А я по выходе из университета получил в военном билете запись: “младший лейтенант запаса”. В должностном же состоянии я ощущал себя сержантом или ефрейтором. Пора моих бонапартьих воспарений отлетела лет пять назад, и в грядущем генералом я себя не видел. Да и не было у меня нужды ни в каком генеральстве… И вот недавно, месяц или полтора назад, я наорал на генерала, на Кирилла Валентиновича, наорал яро, и в том крике-выговоре самым нежным, ласковым почти, было слово “мудак”, другие слова я приводить здесь не буду.
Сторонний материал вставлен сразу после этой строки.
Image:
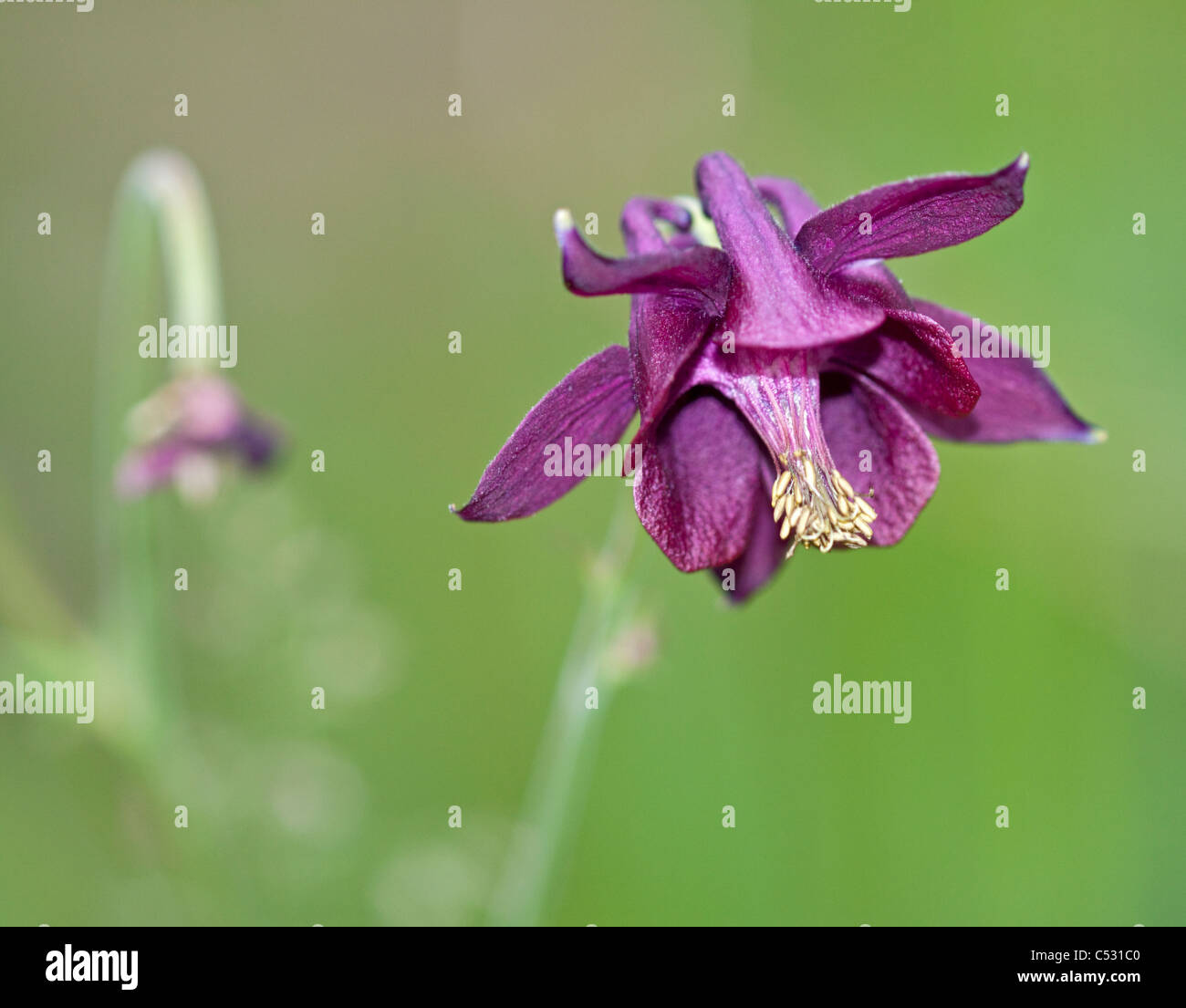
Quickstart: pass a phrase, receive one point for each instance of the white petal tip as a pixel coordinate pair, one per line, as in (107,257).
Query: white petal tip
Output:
(561,224)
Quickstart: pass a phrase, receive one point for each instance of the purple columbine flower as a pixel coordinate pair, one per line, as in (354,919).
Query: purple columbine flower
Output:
(185,433)
(785,382)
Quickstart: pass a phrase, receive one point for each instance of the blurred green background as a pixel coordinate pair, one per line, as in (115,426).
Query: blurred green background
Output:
(340,580)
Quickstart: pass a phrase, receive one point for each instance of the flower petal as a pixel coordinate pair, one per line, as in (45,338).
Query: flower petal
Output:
(901,469)
(795,206)
(639,228)
(696,482)
(912,356)
(1018,402)
(665,331)
(696,272)
(592,406)
(764,554)
(775,300)
(911,217)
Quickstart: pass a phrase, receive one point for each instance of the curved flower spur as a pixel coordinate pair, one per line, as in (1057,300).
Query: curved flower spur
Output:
(784,379)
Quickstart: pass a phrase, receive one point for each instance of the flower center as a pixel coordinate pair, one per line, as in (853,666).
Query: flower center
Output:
(813,502)
(818,508)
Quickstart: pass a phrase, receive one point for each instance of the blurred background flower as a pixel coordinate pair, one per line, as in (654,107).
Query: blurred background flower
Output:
(439,698)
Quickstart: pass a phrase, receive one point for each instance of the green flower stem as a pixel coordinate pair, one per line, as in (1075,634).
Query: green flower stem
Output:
(161,232)
(556,794)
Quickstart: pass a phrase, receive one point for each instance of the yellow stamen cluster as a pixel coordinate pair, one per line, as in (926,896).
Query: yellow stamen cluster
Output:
(818,509)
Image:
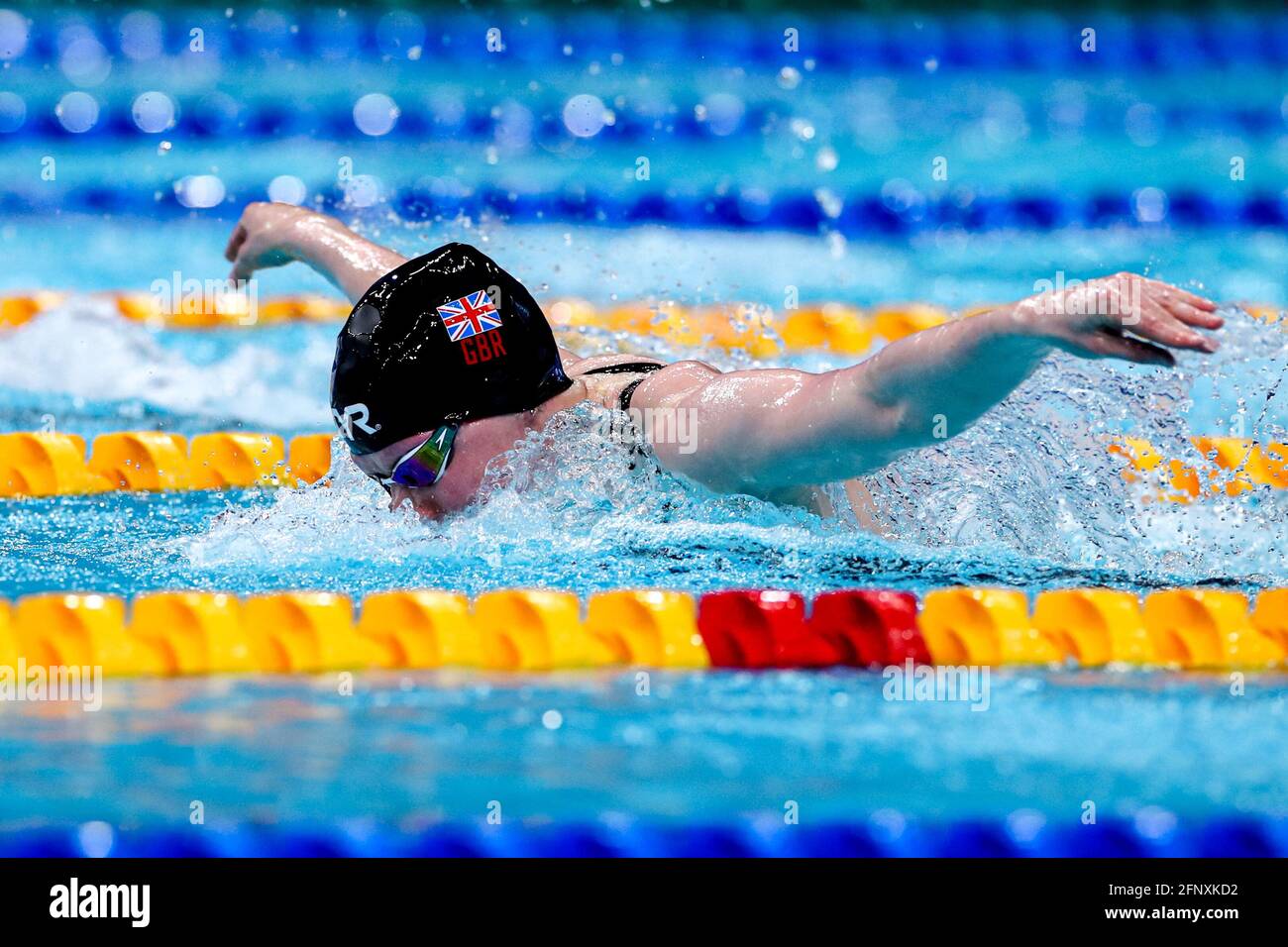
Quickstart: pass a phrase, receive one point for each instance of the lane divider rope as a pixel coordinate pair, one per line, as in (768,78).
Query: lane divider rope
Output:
(854,214)
(755,328)
(176,633)
(35,464)
(1111,836)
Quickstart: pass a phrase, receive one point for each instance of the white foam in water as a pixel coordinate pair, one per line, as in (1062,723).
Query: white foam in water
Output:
(85,350)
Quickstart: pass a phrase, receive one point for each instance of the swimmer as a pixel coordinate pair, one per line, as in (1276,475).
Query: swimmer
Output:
(447,361)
Возможно, и разговор сегодняшний К. В. продолжил, чтобы напомнить мне о забавном – для него – случае. Играли мы тогда на Пресне, на поле “Метростроя” с ФИСом, командой издательства “Физкультура и спорт”.
Я играл правым хавбеком, держал персонально знаменитого Арменака Алачачана, но порой позволял себе гулять от него вперед и влево, в центр. Там, уходя то и дело в правые инсайды, носился Виктор Понедельник, мы с ним сближались редко. И Понедельник, и Алачачан считались как бы авторами издательства, и мы, поворчав, согласились не называть их “липачами”. Алачачан, в баскетболистах – Малыш (метр семьдесят восемь), был ниже меня но когда я врезался в него, я понял, что налетел на чугунный столб. Играть с ним надо было на опережение. А К. В. держался сзади меня на позиции чуть выдвинутого вперед правого защитника. Острые случаи до него не доходили. Играли мы прилично, после первого тайма вели один-ноль и могли бы получить два очка в турнирном зачете “Золотых перьев”, если бы не казус за семнадцать минут до конца игры. Трое фисовцев шли на меня, я сделал подкат вперед, резкий, короткий, что позволило мне тут же вскочить с земли, мяч я не отбил, а выковырнул и накрыл его телом.